In particular, the teacher was alarmed by his art work. His doodlings were a bit existential. Sometimes, he drew faces contorted in horrific expressions. Sometimes the themes were a bit twisted. “He’s quite good,” the teacher said, referring to his drawing skills. He caused no trouble in class. He wrote well and got good grades. But she was afraid the boy had a screw loose. He might need counseling, she gently suggested.
She was referring to Bill Richards, now the newest addition (along with a guy named Hullinger) to the news product of WXIA-TV. He’ll draw editorial cartoons for WXIA’s newfangled political site, the Bullpen. As he’s due to get (another) degree in May at UGA, he’ll draw a couple of cartoons a week for 11alive.com. His first offering is here.
This is what kills me: It wasn’t my idea. One day, WXIA’s manager of content Ben Mayer phoned me to ask if I thought Bill would want to draw cartoons for 11alive.com. The question caught me out of the blue. Bill has been drawing editorial cartoons for the Red and Black since his freshman year. Mayer was a fan. Mayer had cleared it with the bosslady before asking me for Bill’s contact info.
Happy together: Bill Richards et al
Bill does what few people can do: Distill a concise message into a single panel of art, and make the message funny, timely and edgy. Many would-be cartoonists can draw well. But many fail at the message and the humor. Yeah, I’m completely biased. But I’m pretty blown away by the frequency with which he delivers solid editorial cartoon material while toiling full-time as a college student.
His stint at the Red and Black has also toughened him up.
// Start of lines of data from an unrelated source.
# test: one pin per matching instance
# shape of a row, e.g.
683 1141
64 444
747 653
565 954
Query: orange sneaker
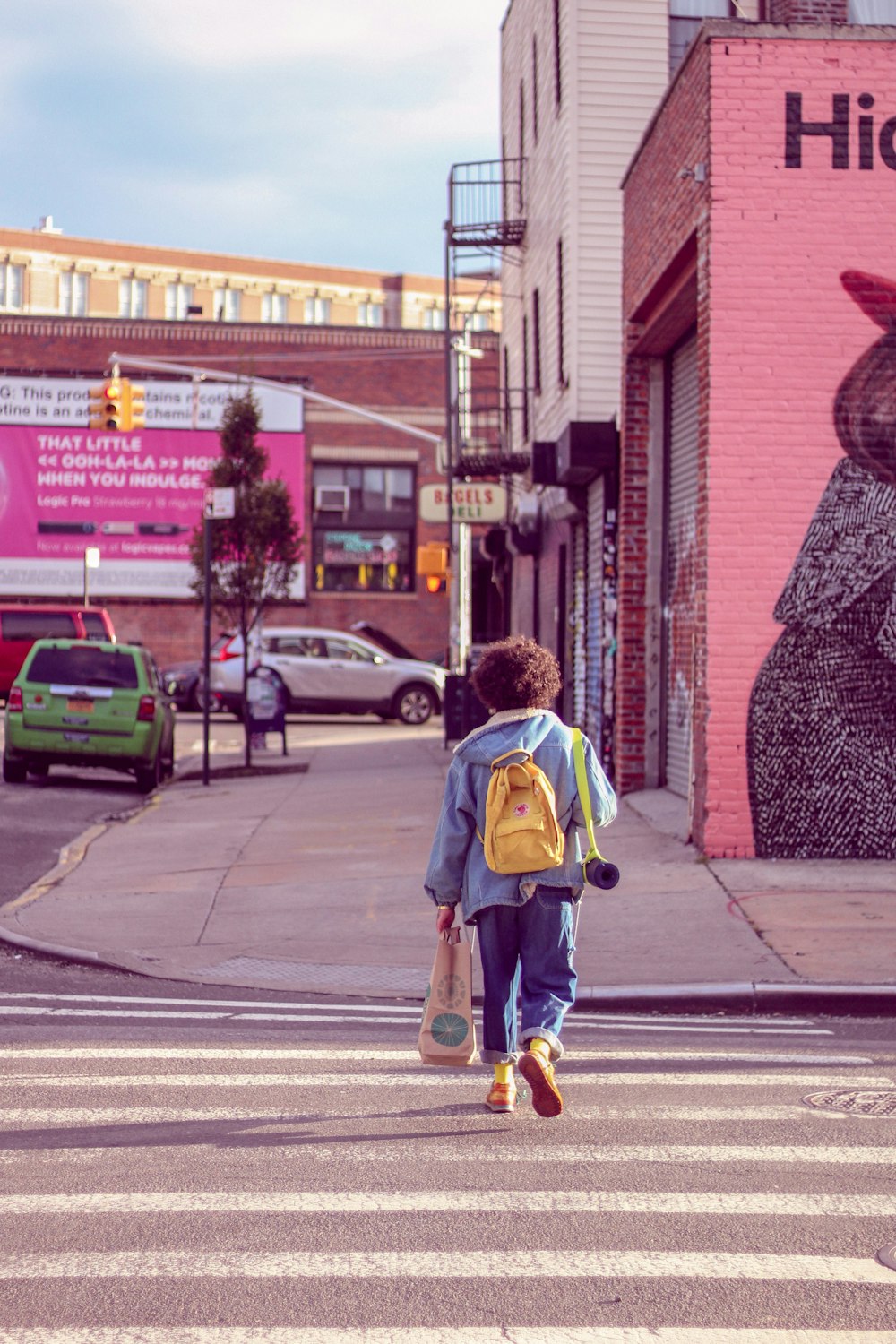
538 1074
501 1097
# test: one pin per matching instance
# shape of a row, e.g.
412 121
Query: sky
312 131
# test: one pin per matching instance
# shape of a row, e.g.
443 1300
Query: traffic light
136 409
433 564
107 405
118 405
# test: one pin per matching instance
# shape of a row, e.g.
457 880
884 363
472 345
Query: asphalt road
301 1169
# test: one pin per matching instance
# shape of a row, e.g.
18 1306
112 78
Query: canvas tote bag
447 1035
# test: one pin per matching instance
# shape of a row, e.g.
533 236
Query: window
556 54
317 312
368 547
872 11
519 187
536 343
685 18
177 300
132 297
525 379
535 88
11 285
273 308
228 303
370 314
73 293
562 373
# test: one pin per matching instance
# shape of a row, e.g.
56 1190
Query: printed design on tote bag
450 991
449 1029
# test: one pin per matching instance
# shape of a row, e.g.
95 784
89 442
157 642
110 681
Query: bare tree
254 554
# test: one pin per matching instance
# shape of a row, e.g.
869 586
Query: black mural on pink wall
821 733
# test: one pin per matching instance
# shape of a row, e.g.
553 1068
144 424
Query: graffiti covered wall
801 607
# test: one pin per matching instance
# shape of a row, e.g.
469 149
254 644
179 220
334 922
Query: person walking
524 921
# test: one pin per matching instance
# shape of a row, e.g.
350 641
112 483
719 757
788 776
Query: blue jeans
527 952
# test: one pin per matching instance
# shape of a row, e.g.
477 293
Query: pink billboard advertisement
134 496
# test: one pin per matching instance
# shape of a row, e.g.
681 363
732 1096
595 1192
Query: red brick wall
387 371
662 204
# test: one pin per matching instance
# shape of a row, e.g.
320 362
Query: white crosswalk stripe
233 1011
308 1172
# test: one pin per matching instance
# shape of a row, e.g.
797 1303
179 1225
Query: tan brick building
46 273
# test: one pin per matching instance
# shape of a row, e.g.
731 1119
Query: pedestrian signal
433 564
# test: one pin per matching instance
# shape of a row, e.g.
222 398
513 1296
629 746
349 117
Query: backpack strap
584 797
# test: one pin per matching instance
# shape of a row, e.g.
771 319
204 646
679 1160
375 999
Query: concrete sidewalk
308 878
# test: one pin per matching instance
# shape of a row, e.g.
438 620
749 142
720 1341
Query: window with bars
132 297
273 308
228 304
317 312
73 293
177 300
363 529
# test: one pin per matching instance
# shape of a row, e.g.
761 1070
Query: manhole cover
855 1102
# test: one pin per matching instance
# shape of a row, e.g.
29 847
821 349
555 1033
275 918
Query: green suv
89 704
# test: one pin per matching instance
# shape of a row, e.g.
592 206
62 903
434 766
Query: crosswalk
258 1193
39 1005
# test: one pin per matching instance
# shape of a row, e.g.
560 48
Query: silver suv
331 672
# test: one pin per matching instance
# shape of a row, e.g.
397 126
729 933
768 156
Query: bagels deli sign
479 503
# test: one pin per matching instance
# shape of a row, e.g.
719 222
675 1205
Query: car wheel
414 704
150 777
13 771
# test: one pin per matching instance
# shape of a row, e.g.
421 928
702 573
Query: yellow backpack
521 830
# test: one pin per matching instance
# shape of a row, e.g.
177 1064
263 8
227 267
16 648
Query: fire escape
485 220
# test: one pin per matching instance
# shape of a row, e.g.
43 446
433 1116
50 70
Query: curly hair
516 674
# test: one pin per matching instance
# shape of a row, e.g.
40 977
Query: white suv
331 672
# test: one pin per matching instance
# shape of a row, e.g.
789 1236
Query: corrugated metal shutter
578 624
594 615
681 539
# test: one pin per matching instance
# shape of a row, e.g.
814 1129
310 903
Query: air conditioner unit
331 499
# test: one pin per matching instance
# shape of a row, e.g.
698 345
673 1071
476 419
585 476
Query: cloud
300 129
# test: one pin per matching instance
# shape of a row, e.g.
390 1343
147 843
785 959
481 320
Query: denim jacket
457 868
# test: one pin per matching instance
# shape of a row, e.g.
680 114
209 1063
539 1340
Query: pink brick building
759 685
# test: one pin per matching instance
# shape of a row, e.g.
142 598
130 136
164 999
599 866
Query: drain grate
317 976
855 1102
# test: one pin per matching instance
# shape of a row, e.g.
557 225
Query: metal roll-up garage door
680 566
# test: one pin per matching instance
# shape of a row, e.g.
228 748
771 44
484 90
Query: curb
743 999
737 1000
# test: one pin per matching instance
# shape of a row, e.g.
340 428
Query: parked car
22 625
390 642
332 672
185 685
89 704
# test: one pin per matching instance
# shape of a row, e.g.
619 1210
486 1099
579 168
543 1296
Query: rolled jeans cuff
543 1034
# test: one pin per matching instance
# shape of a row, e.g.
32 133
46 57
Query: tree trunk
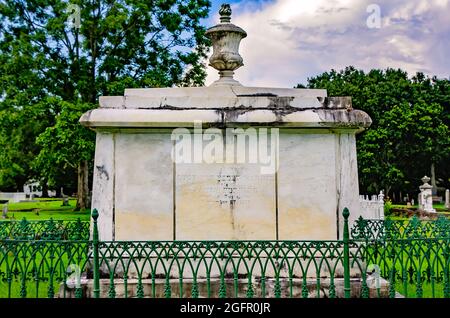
83 186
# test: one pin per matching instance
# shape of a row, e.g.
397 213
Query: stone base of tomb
159 289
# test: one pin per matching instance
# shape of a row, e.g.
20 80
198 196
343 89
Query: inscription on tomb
233 186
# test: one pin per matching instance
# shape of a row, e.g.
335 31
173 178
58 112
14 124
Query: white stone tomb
142 193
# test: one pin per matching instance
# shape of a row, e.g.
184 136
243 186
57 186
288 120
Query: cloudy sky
291 40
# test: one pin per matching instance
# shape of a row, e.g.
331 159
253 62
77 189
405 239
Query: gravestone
426 196
4 208
224 162
447 199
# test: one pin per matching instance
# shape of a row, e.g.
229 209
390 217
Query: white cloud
290 40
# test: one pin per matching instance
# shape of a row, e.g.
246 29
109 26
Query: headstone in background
426 196
4 208
447 199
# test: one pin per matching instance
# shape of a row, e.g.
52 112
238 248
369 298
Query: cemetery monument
225 162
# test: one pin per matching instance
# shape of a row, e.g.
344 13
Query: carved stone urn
225 38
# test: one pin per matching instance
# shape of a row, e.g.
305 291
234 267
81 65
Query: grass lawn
44 209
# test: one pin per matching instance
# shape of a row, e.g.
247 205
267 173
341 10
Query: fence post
95 251
346 238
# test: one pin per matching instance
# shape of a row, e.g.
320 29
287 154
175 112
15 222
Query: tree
410 129
118 44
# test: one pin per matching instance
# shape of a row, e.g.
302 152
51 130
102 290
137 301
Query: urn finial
225 13
225 38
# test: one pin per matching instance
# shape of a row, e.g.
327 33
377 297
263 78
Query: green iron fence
400 229
356 266
44 230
For his first few years there, the newspaper’s website allowed the worst kind of personal attacks in the “comments” section of each story. My kid has been clobbered by the public in ways I’ve never been.
At the AJC, Mike Luckovich sets the standard. It’s no coincidence that Luckovich and Bill Richards share some stylistic similarities. They’re also both leftists. Don’t blame me — blame Bill’s grandparents, Dick and Judy Richards.
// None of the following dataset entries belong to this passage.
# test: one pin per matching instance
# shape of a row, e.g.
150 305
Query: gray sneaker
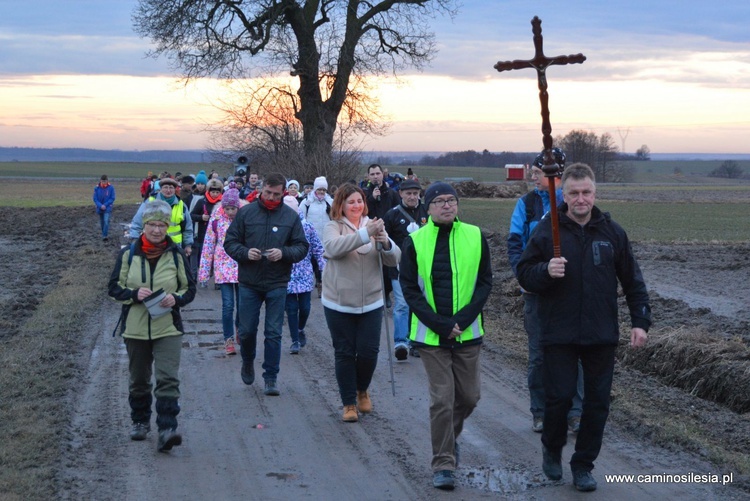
401 351
167 439
140 431
551 464
443 479
583 480
574 424
537 424
247 372
271 389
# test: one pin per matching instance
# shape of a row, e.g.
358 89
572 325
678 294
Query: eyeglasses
450 202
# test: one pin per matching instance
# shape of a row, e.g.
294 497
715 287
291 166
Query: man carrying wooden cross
577 302
577 305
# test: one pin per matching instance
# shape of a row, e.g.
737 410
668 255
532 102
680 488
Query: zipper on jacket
454 292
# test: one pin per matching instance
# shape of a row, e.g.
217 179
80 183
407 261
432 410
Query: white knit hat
320 182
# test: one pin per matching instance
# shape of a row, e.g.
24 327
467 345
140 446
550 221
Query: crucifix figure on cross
540 63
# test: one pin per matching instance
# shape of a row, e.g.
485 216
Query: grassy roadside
39 367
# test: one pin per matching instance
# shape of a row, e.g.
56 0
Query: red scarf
211 199
152 251
268 204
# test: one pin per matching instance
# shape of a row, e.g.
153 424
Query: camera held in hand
371 187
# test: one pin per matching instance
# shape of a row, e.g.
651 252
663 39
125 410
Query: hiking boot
167 439
443 479
271 389
574 424
551 464
401 351
537 424
364 404
248 372
583 480
350 414
139 431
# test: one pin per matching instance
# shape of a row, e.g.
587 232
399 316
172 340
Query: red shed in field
515 172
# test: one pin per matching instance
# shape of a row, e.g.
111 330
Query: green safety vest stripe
464 270
175 224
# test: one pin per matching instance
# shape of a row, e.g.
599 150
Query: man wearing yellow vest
181 226
446 277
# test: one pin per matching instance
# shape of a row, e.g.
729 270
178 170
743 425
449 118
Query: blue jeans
230 307
297 313
400 315
250 302
195 259
356 342
104 223
536 358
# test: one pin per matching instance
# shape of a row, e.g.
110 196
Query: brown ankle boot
364 404
350 414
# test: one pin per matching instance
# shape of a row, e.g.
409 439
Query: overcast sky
671 74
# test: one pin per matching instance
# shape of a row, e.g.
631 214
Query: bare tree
328 45
599 153
728 169
259 121
643 153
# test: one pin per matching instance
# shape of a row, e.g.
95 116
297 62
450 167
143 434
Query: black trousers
560 374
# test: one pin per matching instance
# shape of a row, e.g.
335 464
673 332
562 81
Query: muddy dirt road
240 444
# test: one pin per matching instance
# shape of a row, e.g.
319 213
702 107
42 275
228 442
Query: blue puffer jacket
534 204
105 197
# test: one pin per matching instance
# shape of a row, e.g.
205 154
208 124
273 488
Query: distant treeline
14 154
469 158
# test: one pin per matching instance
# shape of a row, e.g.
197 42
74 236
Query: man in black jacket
380 199
265 238
579 314
405 218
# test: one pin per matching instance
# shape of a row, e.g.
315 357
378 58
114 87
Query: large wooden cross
540 63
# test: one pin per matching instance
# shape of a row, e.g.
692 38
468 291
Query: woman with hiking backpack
152 280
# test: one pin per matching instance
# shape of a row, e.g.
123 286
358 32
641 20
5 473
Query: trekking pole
385 319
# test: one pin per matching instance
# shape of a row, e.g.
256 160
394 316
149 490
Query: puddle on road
502 481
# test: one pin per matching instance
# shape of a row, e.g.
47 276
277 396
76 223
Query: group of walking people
264 250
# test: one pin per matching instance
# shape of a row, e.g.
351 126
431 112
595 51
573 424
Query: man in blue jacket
529 210
104 199
578 309
266 238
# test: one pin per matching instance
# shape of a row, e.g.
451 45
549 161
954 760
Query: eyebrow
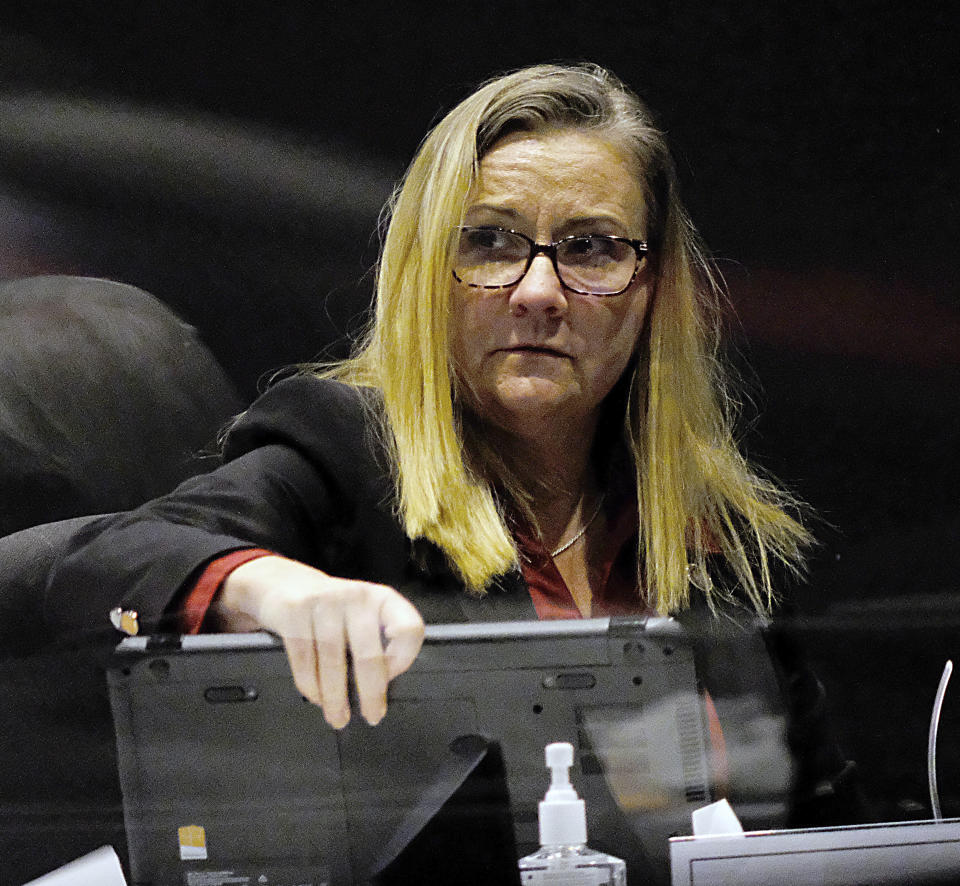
579 221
Speaking of– Bill appears in the following Luckovich tribute video produced by Dale Russell. It played prior to the First Amendment Foundation’s presentation of an award to Luckovich earlier this year. Bill provides some comedy relief.
I’ll skip the whole “it’s Fathers Day and lookit my kid working somewhat under the same roof as his old man” theme and go straight to the analysis.
It goes without saying that newspapers are providing fewer and fewer opportunities for anybody these days. When Bill Richards entered UGA, newspapers thrived. He aspired to draw for one professionally. Nowadays, he recognizes that career isn’t likely.
But he has a better chance now, working at a Gannett website, than he had before. Gannett appears to churn its best talent internally. Perhaps somebody will take notice of the doodlings appearing on 11alive.com, and won’t deem them too “dark.”
When Bill moved on to sixth grade, I discussed the concerns of Bill’s fifth grade teacher with his new teacher. Her take on the boy’s psychosis was quite refreshing, and straight outta John Lee Hooker: Don’t change a thing. Let that boy boogie-woogie. It’s in him, and it’s got to come out.
Bill has managed to enter his twenties without any therapy, except for the kind provided by an easel and ink.